With regard to the global economy, noted economist and financial historian Kenneth Rogoff warns: “there is a good chance it will look as bad as anything over the last century and half.”

Whether the current economic crisis leads to leveling, as during the Great Depression, or to greater inequality, as in the 2008 financial crisis, will depend upon three factors.

First, who gets bailed out? If the emphasis is on propping up stock prices and restoring the balance sheets of large corporations, then Americans will face a more rather than less unequal society on the other end of the crisis. But if, as during the Great Depression, a bottom-up approach is taken, then the benefits of recovery will be more broadly spread.

Second, significant leveling will depend upon whether the crisis strengthens the countervailing power of government and labor at the expense of capital. The 1917-1945 period witnessed an enormous expansion of activist government, funded largely by increasingly progressive taxation, and a greatly strengthened union movement capable of bargaining more effectively on behalf of workers. The particular form that such countervailing forces take in today’s context may be different, but unless the power of capital is balanced in some fashion, then no significant leveling will be possible.
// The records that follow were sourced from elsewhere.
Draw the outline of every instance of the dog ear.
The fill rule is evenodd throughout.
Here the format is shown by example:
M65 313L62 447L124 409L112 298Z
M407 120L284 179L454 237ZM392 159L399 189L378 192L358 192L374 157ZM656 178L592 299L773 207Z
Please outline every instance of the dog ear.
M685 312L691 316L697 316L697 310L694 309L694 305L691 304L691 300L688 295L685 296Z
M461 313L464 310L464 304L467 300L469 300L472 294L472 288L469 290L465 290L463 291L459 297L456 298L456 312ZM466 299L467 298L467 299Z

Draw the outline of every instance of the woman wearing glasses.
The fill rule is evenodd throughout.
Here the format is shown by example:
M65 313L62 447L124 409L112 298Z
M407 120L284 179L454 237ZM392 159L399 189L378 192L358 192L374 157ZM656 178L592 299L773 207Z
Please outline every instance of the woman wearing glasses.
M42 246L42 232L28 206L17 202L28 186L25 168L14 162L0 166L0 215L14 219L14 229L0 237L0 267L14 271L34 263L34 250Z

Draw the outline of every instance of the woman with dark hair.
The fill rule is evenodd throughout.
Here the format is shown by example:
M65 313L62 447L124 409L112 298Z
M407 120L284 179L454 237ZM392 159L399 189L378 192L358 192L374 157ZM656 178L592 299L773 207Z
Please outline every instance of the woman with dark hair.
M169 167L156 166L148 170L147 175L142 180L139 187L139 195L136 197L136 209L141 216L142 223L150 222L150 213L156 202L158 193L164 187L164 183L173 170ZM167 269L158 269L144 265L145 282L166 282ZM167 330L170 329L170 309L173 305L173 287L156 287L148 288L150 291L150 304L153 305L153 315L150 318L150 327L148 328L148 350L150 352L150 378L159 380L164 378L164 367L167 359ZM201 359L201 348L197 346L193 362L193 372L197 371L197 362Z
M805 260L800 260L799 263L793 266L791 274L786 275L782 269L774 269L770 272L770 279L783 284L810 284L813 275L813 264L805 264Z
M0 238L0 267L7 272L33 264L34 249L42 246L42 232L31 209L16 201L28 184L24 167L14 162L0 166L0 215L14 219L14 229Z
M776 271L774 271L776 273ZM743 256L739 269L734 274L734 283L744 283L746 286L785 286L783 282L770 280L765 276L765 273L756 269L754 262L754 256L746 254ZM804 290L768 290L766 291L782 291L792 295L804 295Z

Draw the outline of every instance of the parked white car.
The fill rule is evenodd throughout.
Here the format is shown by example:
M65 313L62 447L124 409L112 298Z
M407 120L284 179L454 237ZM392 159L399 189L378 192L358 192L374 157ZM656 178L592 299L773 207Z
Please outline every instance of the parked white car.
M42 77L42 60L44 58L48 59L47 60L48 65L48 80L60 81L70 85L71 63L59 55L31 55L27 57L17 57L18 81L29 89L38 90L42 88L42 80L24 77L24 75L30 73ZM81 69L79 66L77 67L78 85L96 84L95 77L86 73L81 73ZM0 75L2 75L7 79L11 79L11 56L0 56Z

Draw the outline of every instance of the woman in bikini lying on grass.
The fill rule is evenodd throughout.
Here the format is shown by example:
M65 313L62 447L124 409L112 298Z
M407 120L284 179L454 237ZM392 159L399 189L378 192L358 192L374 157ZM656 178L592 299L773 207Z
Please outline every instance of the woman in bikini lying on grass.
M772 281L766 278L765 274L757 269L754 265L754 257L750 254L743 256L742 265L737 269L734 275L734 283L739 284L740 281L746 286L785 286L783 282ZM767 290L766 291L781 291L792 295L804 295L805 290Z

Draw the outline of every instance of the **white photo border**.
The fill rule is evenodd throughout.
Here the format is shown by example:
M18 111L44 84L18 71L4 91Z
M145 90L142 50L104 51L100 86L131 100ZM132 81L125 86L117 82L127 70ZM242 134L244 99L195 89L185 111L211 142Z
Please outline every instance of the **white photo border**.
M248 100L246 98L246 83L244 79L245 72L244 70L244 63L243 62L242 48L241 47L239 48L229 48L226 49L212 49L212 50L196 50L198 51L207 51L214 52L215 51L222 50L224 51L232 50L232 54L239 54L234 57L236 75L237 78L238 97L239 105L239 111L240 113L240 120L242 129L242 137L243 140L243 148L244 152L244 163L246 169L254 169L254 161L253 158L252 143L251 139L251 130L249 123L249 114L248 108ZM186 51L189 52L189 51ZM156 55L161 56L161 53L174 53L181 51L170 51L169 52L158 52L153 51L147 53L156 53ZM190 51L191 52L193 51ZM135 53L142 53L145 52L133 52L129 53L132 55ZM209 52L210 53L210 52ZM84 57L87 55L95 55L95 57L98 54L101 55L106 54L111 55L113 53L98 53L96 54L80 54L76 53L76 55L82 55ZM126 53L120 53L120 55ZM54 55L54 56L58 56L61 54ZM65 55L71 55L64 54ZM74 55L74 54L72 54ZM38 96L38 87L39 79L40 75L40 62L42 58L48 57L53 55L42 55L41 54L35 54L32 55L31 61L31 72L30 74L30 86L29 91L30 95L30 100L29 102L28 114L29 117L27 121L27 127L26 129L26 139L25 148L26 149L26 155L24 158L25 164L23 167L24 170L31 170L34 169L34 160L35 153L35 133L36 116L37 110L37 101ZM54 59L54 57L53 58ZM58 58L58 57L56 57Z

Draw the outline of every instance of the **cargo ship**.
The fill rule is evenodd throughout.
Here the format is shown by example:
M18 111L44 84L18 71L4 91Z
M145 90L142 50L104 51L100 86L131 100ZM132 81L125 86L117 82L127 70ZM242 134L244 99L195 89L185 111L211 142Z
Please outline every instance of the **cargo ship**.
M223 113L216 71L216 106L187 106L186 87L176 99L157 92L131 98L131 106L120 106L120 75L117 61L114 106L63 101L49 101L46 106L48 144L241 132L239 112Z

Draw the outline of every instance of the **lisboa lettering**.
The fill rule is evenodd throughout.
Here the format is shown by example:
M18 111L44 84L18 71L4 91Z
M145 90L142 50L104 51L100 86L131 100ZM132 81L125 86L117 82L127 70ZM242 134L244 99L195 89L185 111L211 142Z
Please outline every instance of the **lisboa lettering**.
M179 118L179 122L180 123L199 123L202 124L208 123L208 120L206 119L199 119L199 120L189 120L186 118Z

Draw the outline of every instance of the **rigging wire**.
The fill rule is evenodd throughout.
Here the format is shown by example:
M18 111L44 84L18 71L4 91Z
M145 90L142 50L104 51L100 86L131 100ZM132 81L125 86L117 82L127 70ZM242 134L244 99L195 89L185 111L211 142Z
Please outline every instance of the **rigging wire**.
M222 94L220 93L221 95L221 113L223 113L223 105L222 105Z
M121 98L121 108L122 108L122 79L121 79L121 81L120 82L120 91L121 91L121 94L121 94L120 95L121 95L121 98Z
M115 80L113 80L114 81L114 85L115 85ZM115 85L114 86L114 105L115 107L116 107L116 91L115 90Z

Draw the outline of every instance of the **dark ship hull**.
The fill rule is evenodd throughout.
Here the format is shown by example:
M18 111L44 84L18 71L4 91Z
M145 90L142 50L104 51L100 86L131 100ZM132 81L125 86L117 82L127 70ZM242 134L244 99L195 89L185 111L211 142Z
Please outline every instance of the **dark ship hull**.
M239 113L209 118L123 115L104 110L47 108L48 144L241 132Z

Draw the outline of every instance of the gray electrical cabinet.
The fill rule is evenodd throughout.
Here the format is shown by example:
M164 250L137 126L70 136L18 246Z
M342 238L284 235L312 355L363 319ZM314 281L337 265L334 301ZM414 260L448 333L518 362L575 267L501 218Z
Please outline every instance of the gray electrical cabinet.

Third, and most importantly, the New Deal was more than a series of government programs. It was a product of a profound rethinking of much prior political and economic orthodoxy. Laissez faire capitalism was abandoned in favor of the Keynesian revolution. An analogous refashioning of intellectual and popular ideas about the political economy of inequality will be required today. As the presidential campaigns of Bernie Sanders and Elizabeth Warren illustrate, the intellectual and political basis for transformative change already exists, even if Sanders and Warren themselves will not appear at the head of the presidential ticket in November.
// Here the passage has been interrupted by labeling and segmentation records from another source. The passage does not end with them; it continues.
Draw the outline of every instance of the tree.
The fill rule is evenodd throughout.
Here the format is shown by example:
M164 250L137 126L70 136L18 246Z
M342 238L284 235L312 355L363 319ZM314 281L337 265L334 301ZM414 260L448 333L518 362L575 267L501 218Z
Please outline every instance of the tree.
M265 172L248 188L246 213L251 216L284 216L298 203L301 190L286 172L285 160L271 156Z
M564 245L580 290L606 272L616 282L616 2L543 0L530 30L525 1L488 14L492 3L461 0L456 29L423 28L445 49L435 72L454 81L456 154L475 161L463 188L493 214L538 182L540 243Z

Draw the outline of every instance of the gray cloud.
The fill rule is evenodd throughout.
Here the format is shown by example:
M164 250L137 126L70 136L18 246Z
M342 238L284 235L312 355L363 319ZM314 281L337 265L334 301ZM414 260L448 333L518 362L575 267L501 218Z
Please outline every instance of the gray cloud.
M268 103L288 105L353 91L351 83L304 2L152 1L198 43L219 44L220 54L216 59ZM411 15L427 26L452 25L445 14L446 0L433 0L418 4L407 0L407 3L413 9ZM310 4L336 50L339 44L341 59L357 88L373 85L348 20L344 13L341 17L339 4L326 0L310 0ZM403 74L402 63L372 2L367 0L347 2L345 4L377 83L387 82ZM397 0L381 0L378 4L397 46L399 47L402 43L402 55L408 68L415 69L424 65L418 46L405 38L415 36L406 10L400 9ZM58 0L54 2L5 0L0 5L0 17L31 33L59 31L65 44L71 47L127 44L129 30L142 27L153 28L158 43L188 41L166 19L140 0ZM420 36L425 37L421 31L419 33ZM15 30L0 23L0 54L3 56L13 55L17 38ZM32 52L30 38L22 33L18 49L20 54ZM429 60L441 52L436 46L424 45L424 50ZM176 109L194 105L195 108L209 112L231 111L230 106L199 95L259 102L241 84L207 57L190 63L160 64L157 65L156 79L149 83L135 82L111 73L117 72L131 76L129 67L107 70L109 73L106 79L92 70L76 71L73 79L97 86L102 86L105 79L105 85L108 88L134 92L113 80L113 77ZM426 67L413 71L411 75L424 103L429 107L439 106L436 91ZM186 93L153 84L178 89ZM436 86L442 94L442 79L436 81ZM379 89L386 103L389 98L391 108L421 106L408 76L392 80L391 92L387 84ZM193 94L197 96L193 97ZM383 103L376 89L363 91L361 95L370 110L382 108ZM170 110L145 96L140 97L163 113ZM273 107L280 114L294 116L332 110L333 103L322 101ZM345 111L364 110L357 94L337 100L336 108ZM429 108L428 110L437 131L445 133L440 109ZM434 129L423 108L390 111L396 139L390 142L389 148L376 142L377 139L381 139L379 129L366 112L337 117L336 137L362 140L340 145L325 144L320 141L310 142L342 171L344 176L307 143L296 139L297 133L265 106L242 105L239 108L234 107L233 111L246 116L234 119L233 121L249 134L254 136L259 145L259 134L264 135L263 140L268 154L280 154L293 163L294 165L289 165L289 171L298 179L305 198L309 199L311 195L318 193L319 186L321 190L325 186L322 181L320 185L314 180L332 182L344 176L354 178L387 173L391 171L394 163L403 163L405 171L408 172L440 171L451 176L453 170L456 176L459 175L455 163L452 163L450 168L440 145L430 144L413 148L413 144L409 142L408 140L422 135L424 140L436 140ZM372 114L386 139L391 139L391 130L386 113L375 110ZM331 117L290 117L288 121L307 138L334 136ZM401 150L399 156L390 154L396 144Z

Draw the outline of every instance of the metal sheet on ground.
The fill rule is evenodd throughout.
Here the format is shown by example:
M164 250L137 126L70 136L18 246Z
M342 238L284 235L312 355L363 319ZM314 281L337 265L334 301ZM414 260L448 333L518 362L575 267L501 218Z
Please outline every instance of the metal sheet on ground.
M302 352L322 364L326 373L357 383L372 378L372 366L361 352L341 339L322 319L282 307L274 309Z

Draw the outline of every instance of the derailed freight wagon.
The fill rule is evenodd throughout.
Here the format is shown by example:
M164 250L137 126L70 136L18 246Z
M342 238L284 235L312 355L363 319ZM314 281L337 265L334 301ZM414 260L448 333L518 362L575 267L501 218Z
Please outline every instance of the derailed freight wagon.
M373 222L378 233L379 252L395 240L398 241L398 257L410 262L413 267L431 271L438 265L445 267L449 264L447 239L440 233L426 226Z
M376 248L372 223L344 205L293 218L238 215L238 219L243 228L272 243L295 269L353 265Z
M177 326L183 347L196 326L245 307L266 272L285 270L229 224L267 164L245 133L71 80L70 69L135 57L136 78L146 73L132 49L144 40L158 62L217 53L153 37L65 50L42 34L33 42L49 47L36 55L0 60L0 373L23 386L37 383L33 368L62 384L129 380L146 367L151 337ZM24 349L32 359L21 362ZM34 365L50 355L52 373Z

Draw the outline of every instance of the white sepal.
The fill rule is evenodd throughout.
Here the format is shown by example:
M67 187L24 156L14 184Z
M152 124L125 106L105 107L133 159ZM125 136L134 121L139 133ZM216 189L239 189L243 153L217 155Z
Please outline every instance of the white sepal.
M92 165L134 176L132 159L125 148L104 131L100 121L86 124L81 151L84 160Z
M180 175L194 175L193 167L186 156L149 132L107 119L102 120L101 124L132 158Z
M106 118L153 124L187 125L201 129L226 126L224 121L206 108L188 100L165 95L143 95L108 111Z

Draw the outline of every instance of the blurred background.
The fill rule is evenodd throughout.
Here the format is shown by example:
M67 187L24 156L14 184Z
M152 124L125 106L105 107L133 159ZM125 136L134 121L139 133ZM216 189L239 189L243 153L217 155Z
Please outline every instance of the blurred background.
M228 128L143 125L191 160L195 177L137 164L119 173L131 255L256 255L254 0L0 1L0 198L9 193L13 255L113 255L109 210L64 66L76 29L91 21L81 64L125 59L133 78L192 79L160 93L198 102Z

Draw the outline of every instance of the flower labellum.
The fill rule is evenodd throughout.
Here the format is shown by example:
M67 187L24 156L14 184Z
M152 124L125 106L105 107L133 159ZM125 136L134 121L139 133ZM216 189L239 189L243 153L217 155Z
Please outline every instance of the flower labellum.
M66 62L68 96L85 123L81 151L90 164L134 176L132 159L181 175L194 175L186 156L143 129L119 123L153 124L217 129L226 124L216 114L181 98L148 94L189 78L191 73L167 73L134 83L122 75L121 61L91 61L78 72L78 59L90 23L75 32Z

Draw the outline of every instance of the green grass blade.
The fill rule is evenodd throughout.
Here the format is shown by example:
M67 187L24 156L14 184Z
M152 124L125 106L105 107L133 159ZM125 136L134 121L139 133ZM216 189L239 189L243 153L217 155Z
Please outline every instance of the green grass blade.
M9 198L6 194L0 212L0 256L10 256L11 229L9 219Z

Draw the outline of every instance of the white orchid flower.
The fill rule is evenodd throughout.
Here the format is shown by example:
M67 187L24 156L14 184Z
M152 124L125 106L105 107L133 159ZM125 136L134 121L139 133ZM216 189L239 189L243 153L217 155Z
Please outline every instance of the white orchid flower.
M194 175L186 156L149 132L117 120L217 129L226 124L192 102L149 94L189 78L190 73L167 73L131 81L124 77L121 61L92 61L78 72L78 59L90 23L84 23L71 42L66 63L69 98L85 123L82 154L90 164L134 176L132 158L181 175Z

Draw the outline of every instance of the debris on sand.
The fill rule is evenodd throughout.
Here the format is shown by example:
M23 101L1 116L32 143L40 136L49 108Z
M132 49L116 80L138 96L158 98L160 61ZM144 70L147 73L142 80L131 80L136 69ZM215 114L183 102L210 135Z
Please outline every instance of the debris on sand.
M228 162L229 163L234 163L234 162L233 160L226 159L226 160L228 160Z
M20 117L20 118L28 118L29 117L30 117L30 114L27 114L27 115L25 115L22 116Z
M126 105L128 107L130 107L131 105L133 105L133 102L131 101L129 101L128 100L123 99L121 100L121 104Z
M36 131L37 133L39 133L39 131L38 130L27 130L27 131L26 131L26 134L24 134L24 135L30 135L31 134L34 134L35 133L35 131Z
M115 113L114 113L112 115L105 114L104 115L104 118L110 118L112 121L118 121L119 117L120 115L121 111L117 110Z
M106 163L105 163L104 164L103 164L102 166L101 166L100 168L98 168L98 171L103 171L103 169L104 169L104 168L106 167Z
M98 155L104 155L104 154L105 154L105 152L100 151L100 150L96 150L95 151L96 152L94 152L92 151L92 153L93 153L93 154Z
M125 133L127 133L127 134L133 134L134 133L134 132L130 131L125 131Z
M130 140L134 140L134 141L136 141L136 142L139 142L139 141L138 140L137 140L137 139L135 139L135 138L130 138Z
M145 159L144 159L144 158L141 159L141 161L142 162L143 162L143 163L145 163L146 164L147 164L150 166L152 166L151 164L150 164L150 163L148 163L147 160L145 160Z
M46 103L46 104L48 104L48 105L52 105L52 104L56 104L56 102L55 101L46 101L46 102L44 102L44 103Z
Disruptive and painful crises can sometimes spur needed change. In retrospect, the series of traumatic events that made up the 1917-1945 period in American history ignited profound reforms leading to a golden age of reduced economic inequality following World II.
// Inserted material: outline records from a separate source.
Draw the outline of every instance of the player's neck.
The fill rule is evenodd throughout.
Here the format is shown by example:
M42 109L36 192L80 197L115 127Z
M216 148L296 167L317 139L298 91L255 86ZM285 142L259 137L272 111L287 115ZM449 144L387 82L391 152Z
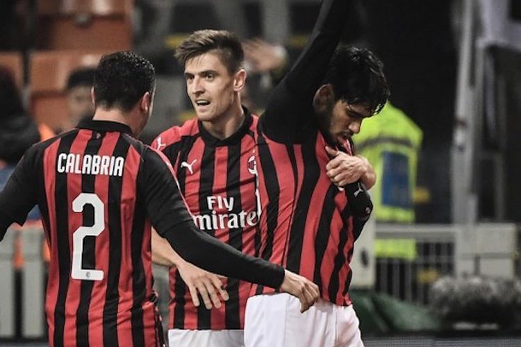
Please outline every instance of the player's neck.
M116 108L108 110L99 108L97 108L96 112L92 117L92 120L115 121L128 126L132 130L133 133L135 130L135 126L132 121L131 117L122 112L121 110Z
M234 103L221 117L213 121L202 121L204 128L212 136L224 139L235 134L245 121L245 114L240 103Z

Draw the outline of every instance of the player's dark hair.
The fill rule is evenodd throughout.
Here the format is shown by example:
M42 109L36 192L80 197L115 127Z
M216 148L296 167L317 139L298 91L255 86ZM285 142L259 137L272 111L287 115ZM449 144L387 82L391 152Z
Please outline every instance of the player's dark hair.
M323 83L330 83L337 100L366 105L378 113L389 97L383 64L370 51L340 47L329 62Z
M95 71L94 67L81 67L73 71L67 80L65 89L70 90L76 87L92 87Z
M215 51L230 74L237 72L242 67L245 52L235 34L225 30L199 30L185 40L177 49L174 57L184 67L190 59Z
M152 64L135 53L104 56L94 77L95 106L129 111L145 92L154 92L154 76Z

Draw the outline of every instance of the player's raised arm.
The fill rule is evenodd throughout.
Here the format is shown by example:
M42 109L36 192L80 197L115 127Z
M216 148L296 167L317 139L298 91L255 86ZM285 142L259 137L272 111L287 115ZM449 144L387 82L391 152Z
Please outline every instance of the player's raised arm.
M226 301L229 298L222 287L220 278L210 272L193 265L183 259L172 249L170 244L152 230L152 262L165 266L176 266L181 277L188 287L192 302L199 307L199 293L203 298L204 306L210 310L213 306L221 307L220 298Z
M345 24L348 1L324 0L307 44L282 81L272 93L262 126L278 142L294 142L306 121L305 110L320 85ZM305 131L305 130L304 130Z

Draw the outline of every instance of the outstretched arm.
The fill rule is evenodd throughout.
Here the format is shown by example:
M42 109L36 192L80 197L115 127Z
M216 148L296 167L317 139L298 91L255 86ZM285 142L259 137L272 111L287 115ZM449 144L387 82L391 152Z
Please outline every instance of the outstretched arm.
M346 0L324 0L308 44L286 76L276 86L261 124L279 142L298 142L311 120L313 95L320 85L345 24ZM311 128L310 128L311 130Z
M280 288L299 298L303 310L317 300L316 285L260 258L240 253L199 230L188 210L167 160L150 149L138 181L152 225L185 260L206 271Z
M201 294L204 306L208 310L210 310L213 305L217 308L221 307L217 294L224 301L229 298L219 276L185 261L155 230L152 230L152 261L159 265L177 267L196 307L200 305L197 293Z
M12 223L25 222L27 214L36 204L36 162L35 151L28 150L0 192L0 241Z

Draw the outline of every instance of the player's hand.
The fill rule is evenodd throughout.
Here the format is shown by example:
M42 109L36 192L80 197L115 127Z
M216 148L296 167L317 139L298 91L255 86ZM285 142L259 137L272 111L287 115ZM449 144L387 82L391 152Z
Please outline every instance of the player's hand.
M288 270L284 271L281 290L297 297L300 300L300 312L305 312L318 301L318 286L305 277Z
M196 307L199 307L200 304L197 293L201 294L204 306L208 310L211 310L213 306L217 308L221 307L219 295L223 301L226 301L229 298L228 292L222 288L220 276L199 269L188 262L178 264L177 269L188 287L192 302Z
M367 163L358 156L326 146L326 151L333 158L326 165L326 173L337 187L344 187L358 180L367 171Z
M242 42L245 59L254 72L267 72L283 67L287 53L281 46L271 44L260 39Z

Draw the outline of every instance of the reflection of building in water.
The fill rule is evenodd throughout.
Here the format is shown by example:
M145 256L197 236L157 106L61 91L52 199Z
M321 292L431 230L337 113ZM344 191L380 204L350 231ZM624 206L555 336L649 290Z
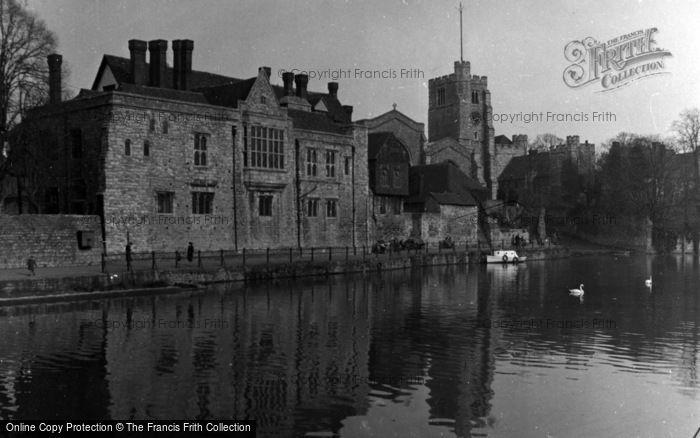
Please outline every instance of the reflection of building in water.
M470 436L489 414L492 397L496 341L492 329L477 321L491 318L495 297L490 287L479 287L476 271L435 267L418 282L394 275L396 293L375 294L382 316L374 322L370 347L375 389L394 399L402 388L425 385L431 424L454 422L458 436Z
M110 331L111 416L254 418L265 436L337 430L366 409L367 297L350 283L123 301L110 319L156 328Z
M104 333L92 330L89 322L100 320L101 313L56 312L59 307L36 307L28 315L0 314L0 419L109 416Z

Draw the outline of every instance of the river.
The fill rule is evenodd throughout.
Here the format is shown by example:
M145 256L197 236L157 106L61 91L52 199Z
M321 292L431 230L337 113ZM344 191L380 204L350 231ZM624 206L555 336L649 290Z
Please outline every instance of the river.
M568 293L580 283L583 300ZM692 257L3 307L0 334L6 420L254 419L259 437L692 437L700 427Z

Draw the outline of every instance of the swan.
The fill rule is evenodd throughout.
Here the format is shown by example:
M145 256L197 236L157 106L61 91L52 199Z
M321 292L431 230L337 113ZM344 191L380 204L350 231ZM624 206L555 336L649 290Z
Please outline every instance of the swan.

Perhaps recent events of our time – from the evident failures of government capacity in the face of Hurricane Katrina, to the near-collapse of America’s financial system in 2008, to the humbling inadequacies of our public health system to cope with the current pandemic – will one day be understood as alarm bells that alerted us to the necessity of reversing the concentrations of wealth and power that, however impressive on the surface, serve to hollow out the essential pillars of American political and economic life.